MP Eka Beselia says she will quit the ruling Georgian Dream party and will establish a new political party. The lawmaker made the announcement at a press briefing on February 22, a day after the Parliament voted down her legislative proposal on suspending lifetime appointment of city and appeals court judges.
The decision also follows the internal dispute in the Georgian Dream party over the appointment of Supreme Court judges, where Beselia is accusing the GD’s parliamentary leadership, including Speaker Irakli Kobakhidze, of lobbying specific nominees, who – she argues – “served Mikheil Saakashvili’s oppressive regime.”
“Emotionally, it is very difficult to say that I am leaving the political party that I have established together with Bidzina Ivanishvili,” Beselia said. “[But] GD has distanced from the ideals of October 1, 2012 elections; we have developed differences in terms of our values and our efforts in the last two years to free [the Georgian Dream] from remnants of the United National Movement have failed,” she went on.
Beselia said the Parliament Speaker and other GD lawmakers are lobbying “the judges who supported the oppressive regime of [Mikheil] Saakashvili and [Zurab] Adeishvili (Justice Minister from 2008 to 2012),” and are sidelining those who have a track record of going against the previous government.
“My decision is fair, reasonable and right, and I intend to continue my struggle together with those, who have never betrayed these ideals and their principles in exchange for comfort and government posts,” she added.
The lawmaker touched upon her future political plans as well, saying she will leave the Parliamentary majority and continue as an independent lawmaker.
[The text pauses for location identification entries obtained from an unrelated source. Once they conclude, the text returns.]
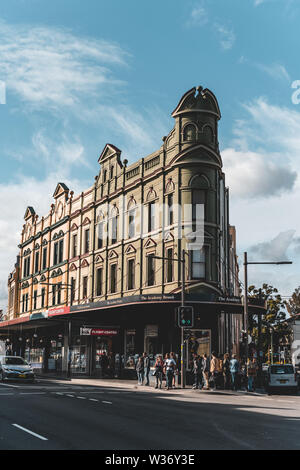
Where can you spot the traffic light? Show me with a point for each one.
(185, 317)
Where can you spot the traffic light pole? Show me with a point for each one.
(182, 329)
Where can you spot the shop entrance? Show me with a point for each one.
(198, 342)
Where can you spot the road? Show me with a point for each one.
(89, 415)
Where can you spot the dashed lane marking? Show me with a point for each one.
(31, 432)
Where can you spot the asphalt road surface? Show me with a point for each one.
(74, 416)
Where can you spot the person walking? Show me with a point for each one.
(197, 371)
(170, 366)
(159, 366)
(226, 371)
(173, 356)
(234, 370)
(251, 374)
(146, 367)
(140, 370)
(205, 371)
(214, 369)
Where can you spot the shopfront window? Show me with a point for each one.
(198, 342)
(130, 351)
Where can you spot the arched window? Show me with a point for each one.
(189, 132)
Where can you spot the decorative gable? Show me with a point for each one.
(108, 152)
(112, 254)
(130, 249)
(150, 243)
(61, 189)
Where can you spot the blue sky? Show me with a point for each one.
(80, 74)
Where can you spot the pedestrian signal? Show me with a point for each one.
(185, 317)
She also said she will hold consultations with other like-minded MPs of the ruling party on starting a new political platform.
The lawmaker also outlined her views on the judiciary reform, saying the High School of Justice, the body in charge of training the judges, and the High Council of Justice, the body overseeing the judiciary, have to be reformed, and that judges appointed to the Supreme Court “should not be associated with [Saakashvili’s] oppressive regime.”